Volvía caminando de la escuela cerca del mediodía y ante mi total asombro, cuando apenas dí vuelta la esquina de la calle 19, ví a un par de hombres subidos en el techo de casa.
A medida que me acercaba iba pudiendo ver mejor.
No lo podía creer.
Hierros, riendas, clavijas…
¡Que alegría!
¡Estaban instalando una antena de televisión...!
Me parecía, algo fantástico, así como tocar el cielo con las manos…
Como llegar a la luna…
¡Teníamos televisor...!
Podíamos ver las series, los programas cómicos, los musicales…
Pero el cambio fue mayor.
Poco a poco comenzamos a dosificar nuestra presencia en la rambla.
“Ahora empieza tal programa” o “tengo que hacer los deberes ahora, porque después viene… y no me lo quiero perder”. 
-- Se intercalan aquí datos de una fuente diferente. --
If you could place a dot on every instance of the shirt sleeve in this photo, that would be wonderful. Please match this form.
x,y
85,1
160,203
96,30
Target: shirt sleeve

El fútbol solo fue quedando para los sábados, pronto nos olvidamos de las figuritas o las bolitas…
Solo las siestas nos reunían durante el verano.
Las tardes del barrio –durante la semana- se fueron transformando en un despoblado.
Así fuimos matando aquel encuentro permanente y diario.
Así nos fuimos disgregando.
Así fue como –en el barrio de la esquina de 19 y 48- día a día y poco a poco, se comenzó a morir la Fantasía.

Este cuento está incluído en el material del libro “Diez pasos de pantalones Cortos”, editado en marzo de 2010.